Communication between two LoRa end node devices can occur seamlessly. Both end node devices include the LoRa E5 Mini Board, which quickly switches between sending and receiving messages – making two-way communication possible.
In this configuration, communication begins with a device sending a message and waiting for confirmation. Upon receipt, the receiving device sends a response confirming that the message was received. This simple exchange shows how efficient and reliable LoRa technology is for communication.
Initial communication between LoRa E5 Mini Boards.
Abstract
- Identify the original ST-Link
- Upload the code for the Lora E5 Mini Board
- Learn to send and receive messages
- Learn how to program the flow or algorithm
Requirements
- Lora E5 mini card from Seed Studio
Loading the code
The code is carefully crafted so that the LoRa E5 Mini efficiently receives data through a universal asynchronous receiver transmitter (UART). It then sends this data to another node device.
For simplicity, a project file and corresponding hex file are included.
The hexadecimal file is uploaded directly to the LoRa E5 Mini Board, making the installation process more efficient. This approach ensures a user-friendly experience when using all the features of the LoRa E5 Mini.
However, the project file requires compilation in the STM32cube IDE before it can be loaded onto the E5 Mini Board.
Here are the steps…
1. Locating a genuine ST-Link V2 is important for LoRa code as ST-Link clone variants may not be compatible. This means that it is necessary to recognize the original ST-Link. A reliable method of identification involves examining the hardware components.
After thorough analysis, a genuine ST-Link V2 has an STM chip, indicating authenticity. Clones are typically imported from China and have a slightly different appearance.
This project requires a smooth “flashing process”, which occurs reliably with a genuine ST-Link with STM chip (see image below). Knowing the difference will ensure compatibility and proper programming.
An original ST-Link V2.
2. Connect five wires to the LoRa E5 Mini Board as shown in the image below, including 3V3, SWDIO, SWCLK, RST and GND.
The ST-Link connection for LORAE5.
3. Open the STM32CUBE Programmer and click the 'Disconnect' button.
The 'Disconnect' target from the STM32CUBE programmer.
4. Select the hex file by clicking the Open File tab.
An open hexadecimal file.
5. Click on the 'Download' button to upload the code.
The code upload process.
6. Once a pop-up appears, the download process has completed and occurred correctly.
The download process is complete.
How to send and receive messages
Sending and receiving messages.
Connect the device to a computer and open the 'Serial Terminal'. The Arduino Serial Terminal is used as a demonstration below.
1. Connect the device to the respective port and open the Serial Terminal, Baud Rate 9600, and select 'NL' and 'CR' as shown in the image.
The serial terminals.
2. Send any message from one serial terminal and it should appear on the second terminal. If the sender receives the response, “ SENT CONFIRMED!! ”The message was received successfully.
Communication between Serial Terminals.
The algorithm
A block diagram of the complete algorithm.
Understanding the code
1. When the code starts, it 'starts listening on the UART' and 'starts receiving' on the Lora.
“Listen” on the UART.
Lora RX began.
2. Below is the CMD_GetChar function, which will be called when there is data on the UART. When this occurs, the UART stores until '\n' is detected.

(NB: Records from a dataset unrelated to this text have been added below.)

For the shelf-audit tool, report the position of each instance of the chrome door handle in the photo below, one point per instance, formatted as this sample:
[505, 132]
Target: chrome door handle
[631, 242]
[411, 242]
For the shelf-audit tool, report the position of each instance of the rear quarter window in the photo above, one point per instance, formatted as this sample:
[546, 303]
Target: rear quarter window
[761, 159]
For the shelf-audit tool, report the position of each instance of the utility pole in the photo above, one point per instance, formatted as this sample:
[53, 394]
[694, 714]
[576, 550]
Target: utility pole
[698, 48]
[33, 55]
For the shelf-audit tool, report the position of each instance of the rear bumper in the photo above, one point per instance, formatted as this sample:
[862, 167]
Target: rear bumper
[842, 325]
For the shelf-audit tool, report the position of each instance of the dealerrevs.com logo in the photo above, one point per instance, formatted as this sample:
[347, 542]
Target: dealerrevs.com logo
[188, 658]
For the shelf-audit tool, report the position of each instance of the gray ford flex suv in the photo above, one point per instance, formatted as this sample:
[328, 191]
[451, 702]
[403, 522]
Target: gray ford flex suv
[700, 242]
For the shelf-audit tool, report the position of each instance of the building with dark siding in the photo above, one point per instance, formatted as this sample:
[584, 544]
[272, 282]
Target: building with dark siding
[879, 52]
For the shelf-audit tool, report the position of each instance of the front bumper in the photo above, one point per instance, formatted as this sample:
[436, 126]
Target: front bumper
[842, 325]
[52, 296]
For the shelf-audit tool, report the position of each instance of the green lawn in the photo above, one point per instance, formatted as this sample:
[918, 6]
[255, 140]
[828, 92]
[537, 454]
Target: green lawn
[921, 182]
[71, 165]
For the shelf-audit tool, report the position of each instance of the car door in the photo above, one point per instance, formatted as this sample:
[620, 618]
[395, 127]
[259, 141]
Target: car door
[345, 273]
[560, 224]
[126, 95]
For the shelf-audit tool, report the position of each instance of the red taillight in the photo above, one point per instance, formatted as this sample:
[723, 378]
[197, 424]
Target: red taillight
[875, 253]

It then sends the stored buffer to LoRa.
The UART function.
3. If there is no response from the receiving device, this function will be called…
The timeout.
4. When the device receives data in LoRa, it prints the RSSI and SNR values.
The printed RSSI and SNR values.
5. When the device receives data via LoRa, it compares the string. If the string is '*' then the message has been acknowledged. If there is some other string meaning, it will print the message in serial and send '*' to another device to confirm that the message was received.
The message handling process in LoRa.
The messaging device
The messaging device example above can go from a simple idea to a real process with practical improvements. The integration of screen, keyboard and battery makes it significantly more portable and valuable, allowing for better user interaction.
Implementing a low-power sleep mode can extend the battery life of your device. This would be ideal in remote areas without reliable internet access. The device can ensure smooth data exchanges.
For greater security, messages can be transformed into secret codes, ensuring private communication. Using an encryption method keeps data secure and prevents unauthorized entry, making the device more secure.
These improvements allow the device to become a reliable tool for connecting in remote locations, providing a form of communication that would not otherwise exist.